Mythic Ocean (Poem)
You begin in your study;
Though your memory's muddy,
You know enough to understand
That fates have cut this world's strand—
And without a way to defend,
You can only watch the world end.
Despite ending, you wake.
With a new world at stake,
You're met by an eel—
Who's familiar, you feel;
He tells you of gods
Who reside here at odds—
"Here" being the Ocean between
The end of one world and the next unseen.
Each god has something they need to learn,
For creation is something they have to earn:
The god of joy and revelry
Must learn some responsibility—
The gods of kindness and anger, though
Must learn that the world is not their foe—
The god of curiosity and hunger, at last
Must learn restraint, to not eat too fast.
There are more gods waiting, too,
But even just three gives you enough to do.
The first gods you meet don't want to be met;
They raise a barrier, thinking you a threat.
You eventually win over the traumatized twins,
Finding they sport matching mischievous grins.
Their mood changes quickly
Between pranking and prickly,
But they're just kids, they're young;
They've got good hearts, just a bit high-strung.
Regardless, there's not much to say until you know more
About the rest of the Ocean you have yet to explore.
You enter a cave and find a strange pod,
That houses a very small hungering god.
The curious larva dreams of faraway places,
And meeting others with similar faces—
But right now, it just wants to find some food,
Making it simple to raise its mood.
You leave to find the next god on your list
And encounter an otter who knows how to twist.
He's having a party in a forest of kelp,
And you're not sure that he even needs your help—
He takes you to a grove away from the fun,
Allowing you to tell him of the hungry one.

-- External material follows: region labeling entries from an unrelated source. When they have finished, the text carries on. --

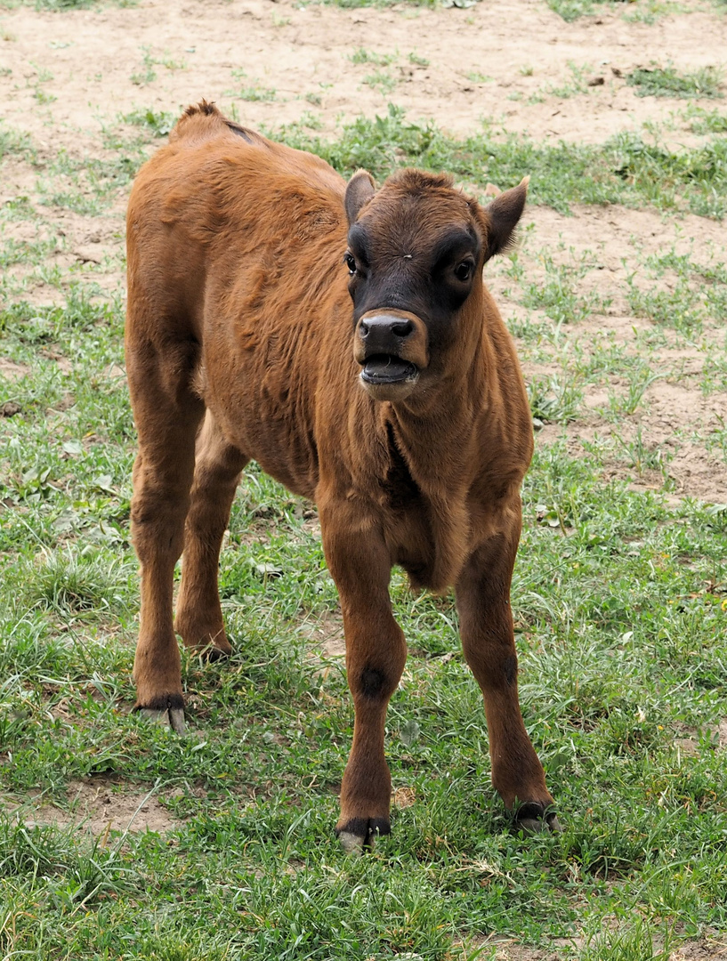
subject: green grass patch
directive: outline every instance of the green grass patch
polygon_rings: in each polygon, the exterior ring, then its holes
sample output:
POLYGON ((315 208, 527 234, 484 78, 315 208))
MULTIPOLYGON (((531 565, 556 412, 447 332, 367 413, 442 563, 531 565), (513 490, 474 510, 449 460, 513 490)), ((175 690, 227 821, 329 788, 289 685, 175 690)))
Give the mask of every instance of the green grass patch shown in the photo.
POLYGON ((300 128, 279 132, 293 146, 312 150, 344 174, 365 167, 383 178, 411 165, 448 170, 483 186, 502 186, 531 175, 531 197, 566 211, 571 203, 646 203, 688 209, 721 218, 727 209, 727 141, 715 138, 693 149, 672 151, 637 135, 622 134, 602 146, 539 144, 490 133, 459 140, 432 123, 414 123, 389 106, 386 116, 362 117, 335 142, 300 128))

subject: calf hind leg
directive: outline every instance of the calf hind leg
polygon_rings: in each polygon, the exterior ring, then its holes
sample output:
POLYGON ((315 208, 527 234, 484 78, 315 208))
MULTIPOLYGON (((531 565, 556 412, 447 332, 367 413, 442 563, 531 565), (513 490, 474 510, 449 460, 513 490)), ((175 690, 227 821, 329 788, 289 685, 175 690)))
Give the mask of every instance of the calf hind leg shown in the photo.
POLYGON ((247 460, 227 443, 208 410, 197 439, 174 626, 187 647, 206 650, 210 654, 232 652, 222 623, 217 563, 235 491, 247 460))
POLYGON ((184 699, 172 591, 189 505, 194 438, 204 407, 184 384, 170 382, 176 371, 189 369, 188 348, 169 346, 162 354, 146 342, 137 351, 131 333, 127 369, 138 431, 131 527, 141 569, 136 707, 182 730, 184 699))

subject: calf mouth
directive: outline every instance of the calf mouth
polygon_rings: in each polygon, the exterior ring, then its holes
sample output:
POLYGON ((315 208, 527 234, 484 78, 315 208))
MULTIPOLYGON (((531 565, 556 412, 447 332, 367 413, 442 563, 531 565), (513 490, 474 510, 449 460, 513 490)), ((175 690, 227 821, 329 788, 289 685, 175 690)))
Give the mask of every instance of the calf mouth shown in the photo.
POLYGON ((419 377, 416 366, 394 354, 375 354, 366 357, 361 372, 364 383, 372 387, 396 383, 414 383, 419 377))

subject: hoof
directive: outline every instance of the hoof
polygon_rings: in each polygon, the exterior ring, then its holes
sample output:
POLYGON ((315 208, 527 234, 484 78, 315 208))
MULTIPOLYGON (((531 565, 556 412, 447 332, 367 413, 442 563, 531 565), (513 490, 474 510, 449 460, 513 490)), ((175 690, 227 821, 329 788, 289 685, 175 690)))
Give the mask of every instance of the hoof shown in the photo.
POLYGON ((514 829, 525 834, 560 834, 563 827, 555 811, 531 801, 517 809, 514 816, 514 829))
POLYGON ((364 850, 373 850, 377 837, 390 833, 391 825, 384 818, 352 818, 342 827, 336 828, 336 834, 346 854, 363 854, 364 850))
MULTIPOLYGON (((155 699, 156 700, 156 699, 155 699)), ((185 702, 180 695, 171 695, 166 698, 160 698, 159 706, 142 707, 137 704, 134 708, 138 711, 145 721, 152 724, 161 724, 164 727, 170 727, 177 734, 184 734, 187 731, 185 725, 185 702)))

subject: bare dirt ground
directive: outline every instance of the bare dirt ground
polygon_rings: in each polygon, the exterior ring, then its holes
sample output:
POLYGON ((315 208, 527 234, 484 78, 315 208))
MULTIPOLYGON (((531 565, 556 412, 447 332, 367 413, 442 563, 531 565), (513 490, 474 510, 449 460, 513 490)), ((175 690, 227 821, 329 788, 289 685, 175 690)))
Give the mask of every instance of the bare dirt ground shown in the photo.
MULTIPOLYGON (((63 14, 22 7, 0 12, 1 114, 12 128, 31 134, 41 152, 88 158, 99 155, 103 131, 117 127, 120 116, 138 110, 176 113, 202 97, 252 127, 270 129, 308 116, 321 136, 334 135, 361 113, 385 113, 393 102, 412 120, 434 120, 457 136, 476 133, 487 122, 495 131, 539 141, 596 143, 619 132, 648 135, 658 128, 669 145, 692 145, 699 137, 690 132, 686 102, 639 97, 625 78, 638 66, 657 63, 682 72, 721 69, 725 18, 696 0, 674 7, 673 13, 653 9, 656 13, 646 12, 639 20, 629 5, 604 5, 565 23, 539 0, 465 10, 406 4, 341 10, 293 0, 170 0, 63 14), (356 53, 362 50, 369 56, 360 62, 356 53)), ((714 108, 719 102, 689 103, 714 108)), ((28 164, 7 162, 3 178, 0 202, 38 189, 37 172, 28 164)), ((125 200, 120 191, 105 217, 55 210, 63 240, 49 262, 72 265, 79 279, 87 270, 105 288, 121 286, 125 200)), ((597 269, 579 281, 579 291, 596 289, 611 306, 606 315, 581 325, 576 340, 585 342, 597 330, 629 343, 652 326, 634 317, 625 301, 637 256, 673 249, 703 262, 724 259, 724 225, 706 218, 597 207, 572 213, 531 207, 525 257, 527 276, 536 283, 543 274, 539 259, 544 250, 561 262, 580 256, 597 260, 597 269)), ((7 229, 18 240, 38 231, 25 221, 7 229)), ((509 300, 502 268, 493 264, 489 274, 506 318, 522 314, 509 300)), ((660 283, 674 286, 669 277, 660 283)), ((54 295, 41 280, 24 294, 37 303, 54 295)), ((713 341, 719 335, 707 334, 713 341)), ((521 353, 530 378, 562 364, 521 353)), ((723 428, 727 394, 700 390, 704 356, 698 346, 686 356, 683 345, 660 352, 660 379, 646 390, 641 415, 626 426, 619 443, 632 443, 639 430, 648 430, 653 447, 665 445, 674 493, 719 503, 727 499, 727 465, 723 452, 714 444, 705 449, 702 439, 723 428)), ((623 387, 617 378, 584 387, 588 414, 566 429, 572 448, 583 436, 609 435, 604 404, 623 387)), ((542 441, 563 431, 546 428, 542 441)), ((633 479, 628 470, 615 457, 611 475, 629 477, 637 486, 659 486, 663 480, 643 471, 633 479)))
MULTIPOLYGON (((698 137, 690 132, 684 101, 638 97, 624 78, 654 62, 683 72, 722 67, 727 19, 695 0, 673 12, 662 7, 649 23, 629 19, 628 6, 604 5, 570 24, 540 0, 482 2, 466 10, 406 4, 342 10, 293 0, 140 0, 136 7, 62 14, 32 7, 0 10, 0 116, 10 128, 30 134, 41 153, 66 151, 88 159, 106 156, 103 133, 117 127, 121 115, 138 110, 177 113, 202 97, 252 127, 275 128, 307 113, 321 136, 335 136, 361 113, 385 113, 393 102, 412 120, 434 120, 456 136, 476 133, 488 122, 540 141, 599 143, 653 125, 669 145, 692 145, 698 137), (355 62, 362 49, 386 62, 386 69, 370 58, 355 62), (595 86, 588 86, 589 81, 595 86), (266 99, 250 99, 255 94, 266 99)), ((0 176, 0 203, 34 197, 42 186, 28 163, 11 160, 0 176)), ((79 280, 93 279, 109 290, 121 287, 125 200, 120 191, 101 216, 49 208, 48 223, 63 240, 49 252, 48 266, 73 266, 79 280)), ((532 225, 523 253, 529 280, 542 278, 543 251, 559 262, 586 255, 594 265, 579 281, 580 292, 594 290, 611 301, 570 332, 576 345, 611 336, 629 349, 648 333, 653 325, 635 317, 625 297, 637 254, 673 249, 704 263, 724 260, 724 224, 701 217, 596 207, 574 208, 565 216, 531 207, 526 222, 532 225)), ((6 226, 18 240, 37 240, 38 232, 44 235, 50 229, 28 221, 6 226)), ((11 269, 20 275, 26 268, 11 269)), ((506 269, 492 265, 489 276, 506 318, 521 318, 525 311, 511 299, 506 269)), ((661 283, 673 289, 668 276, 661 283)), ((44 303, 58 291, 39 277, 23 296, 44 303)), ((544 318, 539 311, 532 316, 544 318)), ((707 336, 714 342, 721 337, 724 344, 724 332, 707 336)), ((671 445, 674 496, 724 502, 725 457, 702 440, 723 423, 727 394, 706 394, 699 384, 704 350, 672 339, 666 335, 657 352, 662 376, 646 389, 642 412, 626 438, 640 427, 652 445, 671 445)), ((552 356, 526 357, 529 378, 563 369, 558 351, 543 350, 552 356)), ((12 357, 0 357, 0 364, 9 375, 23 373, 12 357)), ((609 393, 623 389, 617 378, 606 386, 586 385, 585 415, 566 429, 546 426, 539 442, 565 431, 577 453, 584 440, 608 434, 609 393)), ((616 459, 610 473, 626 476, 616 459)), ((663 480, 645 472, 634 482, 661 487, 663 480)), ((319 633, 324 650, 330 647, 326 653, 339 654, 338 626, 330 631, 323 626, 319 633)), ((29 817, 37 823, 80 824, 96 836, 110 825, 120 831, 174 826, 156 797, 145 800, 142 793, 100 780, 73 785, 67 809, 29 803, 29 817)), ((707 959, 724 952, 716 942, 691 942, 673 957, 707 959)), ((502 961, 556 956, 505 944, 497 954, 502 961)))

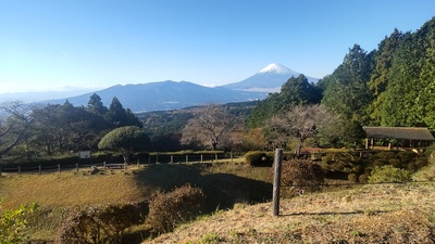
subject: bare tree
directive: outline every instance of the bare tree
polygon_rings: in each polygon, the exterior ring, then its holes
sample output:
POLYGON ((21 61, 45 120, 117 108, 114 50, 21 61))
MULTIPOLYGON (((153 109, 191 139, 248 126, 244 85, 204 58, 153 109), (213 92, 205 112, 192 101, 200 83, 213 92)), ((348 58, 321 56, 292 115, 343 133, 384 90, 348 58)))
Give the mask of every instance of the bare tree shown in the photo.
POLYGON ((23 141, 30 123, 28 105, 20 101, 0 104, 0 156, 23 141))
POLYGON ((236 125, 235 117, 224 106, 208 105, 195 111, 183 129, 182 144, 199 143, 217 149, 236 125))
POLYGON ((273 116, 266 123, 268 138, 276 146, 296 141, 296 154, 299 155, 307 139, 315 138, 320 130, 337 121, 337 117, 322 105, 295 106, 284 115, 273 116))

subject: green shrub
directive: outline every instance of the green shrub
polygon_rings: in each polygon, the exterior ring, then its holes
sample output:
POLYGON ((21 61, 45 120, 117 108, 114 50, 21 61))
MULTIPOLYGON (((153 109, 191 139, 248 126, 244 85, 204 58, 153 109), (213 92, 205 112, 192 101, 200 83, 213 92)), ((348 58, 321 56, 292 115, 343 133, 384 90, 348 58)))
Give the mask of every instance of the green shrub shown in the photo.
POLYGON ((358 181, 360 183, 366 183, 369 181, 369 176, 365 174, 362 174, 361 176, 358 177, 358 181))
POLYGON ((55 243, 122 243, 124 231, 140 220, 138 205, 77 207, 59 228, 55 243))
POLYGON ((348 175, 348 180, 352 183, 357 183, 358 182, 358 176, 355 172, 351 172, 348 175))
POLYGON ((1 209, 0 206, 0 243, 27 243, 27 219, 37 207, 37 204, 21 205, 16 209, 1 209))
POLYGON ((426 157, 419 157, 419 158, 417 158, 415 164, 417 164, 417 167, 420 169, 420 168, 427 166, 428 160, 426 157))
POLYGON ((299 192, 316 191, 324 182, 322 167, 309 159, 291 159, 282 166, 282 182, 298 188, 299 192))
POLYGON ((406 169, 395 168, 391 165, 375 167, 369 176, 369 183, 406 182, 411 180, 411 172, 406 169))
POLYGON ((401 168, 402 167, 402 162, 397 158, 390 158, 388 159, 388 165, 393 165, 396 168, 401 168))
POLYGON ((203 202, 203 191, 189 184, 169 193, 158 193, 149 202, 147 224, 157 232, 170 232, 177 224, 195 218, 203 202))
POLYGON ((250 166, 272 166, 273 154, 265 152, 248 152, 245 154, 245 160, 250 166))
POLYGON ((396 157, 399 158, 403 165, 407 165, 410 162, 414 162, 418 154, 412 151, 401 151, 397 153, 396 157))
POLYGON ((387 164, 388 164, 388 159, 385 159, 385 158, 374 158, 373 159, 373 166, 375 166, 375 167, 382 167, 387 164))

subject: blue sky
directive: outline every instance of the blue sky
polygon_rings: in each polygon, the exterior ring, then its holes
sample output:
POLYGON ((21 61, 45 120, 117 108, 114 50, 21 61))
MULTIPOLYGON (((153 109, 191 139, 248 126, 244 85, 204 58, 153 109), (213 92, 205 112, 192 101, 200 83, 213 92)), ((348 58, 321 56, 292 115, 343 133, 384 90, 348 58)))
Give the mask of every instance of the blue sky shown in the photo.
POLYGON ((270 63, 322 78, 433 16, 433 0, 0 0, 0 93, 225 85, 270 63))

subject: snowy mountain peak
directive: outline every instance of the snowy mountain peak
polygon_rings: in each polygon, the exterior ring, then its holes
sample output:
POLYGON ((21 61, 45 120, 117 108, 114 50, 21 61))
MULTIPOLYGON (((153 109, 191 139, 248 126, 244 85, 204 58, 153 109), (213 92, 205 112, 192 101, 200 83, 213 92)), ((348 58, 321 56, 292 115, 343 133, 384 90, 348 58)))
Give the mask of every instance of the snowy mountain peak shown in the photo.
POLYGON ((261 69, 260 73, 293 74, 295 72, 281 64, 272 63, 261 69))

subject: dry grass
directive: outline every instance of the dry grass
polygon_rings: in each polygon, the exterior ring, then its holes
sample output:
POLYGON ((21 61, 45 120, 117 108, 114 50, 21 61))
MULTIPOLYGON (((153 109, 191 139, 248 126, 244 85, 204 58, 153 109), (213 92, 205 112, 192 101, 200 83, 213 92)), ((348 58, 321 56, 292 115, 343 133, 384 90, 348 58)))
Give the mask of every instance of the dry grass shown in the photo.
POLYGON ((240 205, 145 243, 434 243, 435 184, 381 184, 240 205))
POLYGON ((0 177, 3 208, 37 203, 39 208, 29 221, 33 240, 53 240, 58 227, 74 206, 107 203, 142 202, 151 188, 137 185, 134 171, 63 171, 61 174, 0 177))
POLYGON ((45 207, 138 202, 144 189, 135 185, 133 174, 121 171, 10 175, 0 178, 0 196, 7 208, 34 202, 45 207))

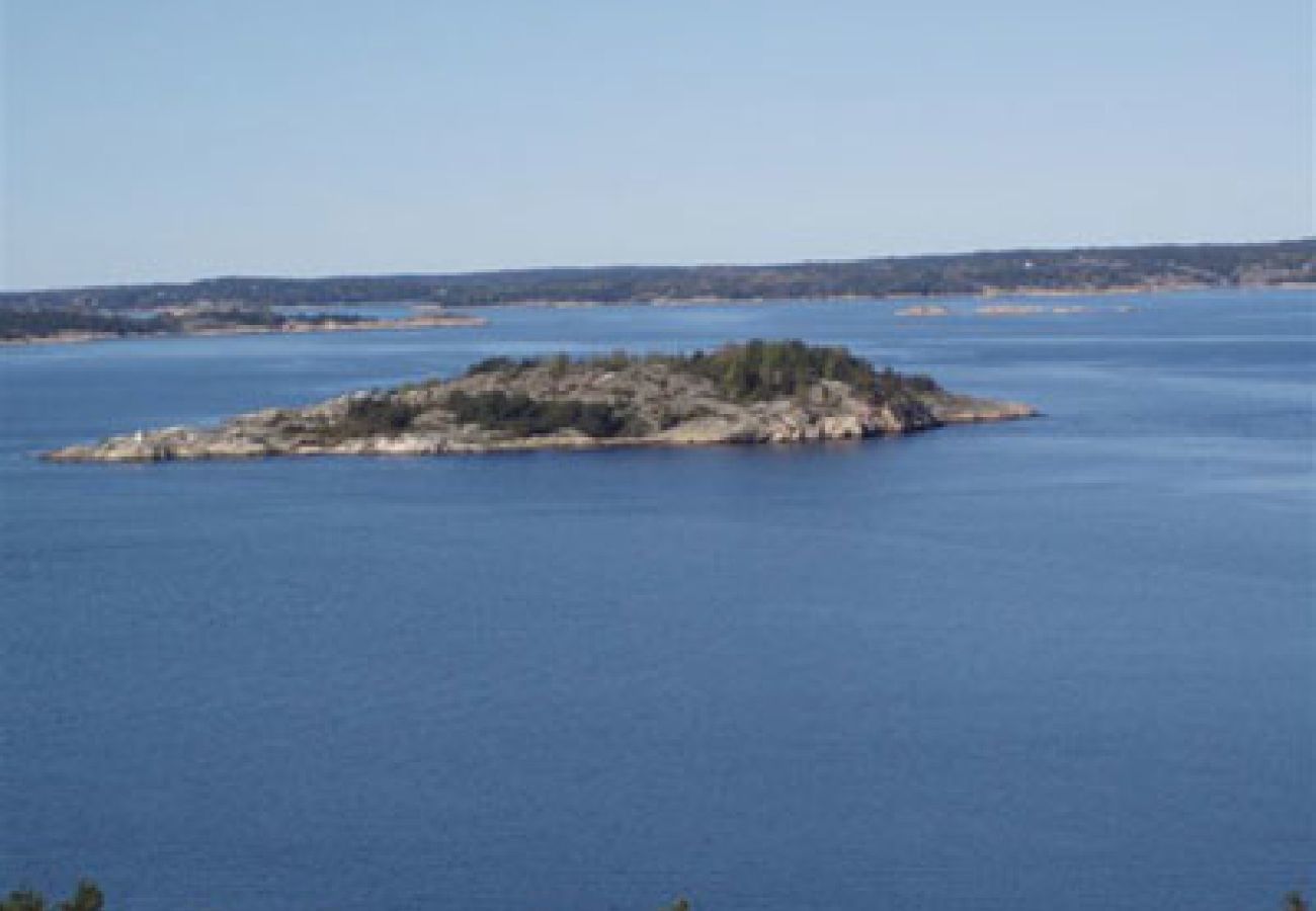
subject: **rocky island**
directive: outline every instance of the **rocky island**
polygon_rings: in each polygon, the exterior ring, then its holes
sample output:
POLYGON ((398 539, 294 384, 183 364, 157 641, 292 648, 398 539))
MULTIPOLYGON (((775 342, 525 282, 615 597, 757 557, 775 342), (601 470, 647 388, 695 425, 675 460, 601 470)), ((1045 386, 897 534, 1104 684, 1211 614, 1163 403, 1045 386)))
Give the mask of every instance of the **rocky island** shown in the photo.
POLYGON ((688 355, 490 358, 455 379, 268 408, 58 449, 59 462, 440 456, 540 449, 811 442, 1033 416, 799 341, 688 355))

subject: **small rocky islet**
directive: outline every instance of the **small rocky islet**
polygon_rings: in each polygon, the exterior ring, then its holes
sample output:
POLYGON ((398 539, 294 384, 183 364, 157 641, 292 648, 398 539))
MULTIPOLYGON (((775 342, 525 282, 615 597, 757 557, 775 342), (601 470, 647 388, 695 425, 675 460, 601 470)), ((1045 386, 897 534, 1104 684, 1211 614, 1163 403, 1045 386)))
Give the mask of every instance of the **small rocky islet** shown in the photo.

He gives you a seed for the larva to plant;
If allowed to grow, much food it will grant.
So you return to the pod and plant the seed,
Which the larva sets upon with insatiable greed.
The first big choice is upon you, now,
As every choice will determine how
The gods all learn and interact with each other—
'Cause one way or another,
The new world MUST be made;
This Ocean is temporary, it WILL fade.
If the gods learned their lessons well,
Then surely the new world will be swell.
But if they didn't learn, what then?
Well then you ready your archival pen;
Once the new world is made, your role is to observe—
You'll record everything with the intent to preserve.
A world made by an immature god
Will be thrown into war, its creation flawed.
Although a world made by a god more mature,
Can still go to war with the other gods, for sure.
If any god did not learn their Ocean-borne lesson,
Then they'll try to take the new world with aggression.
Which side will prevail?
Did you make a harmonic world, or fail?
No matter the outcome
It's something to learn from—
Are you ready to do it all over again?
The next cycle is once again due to begin.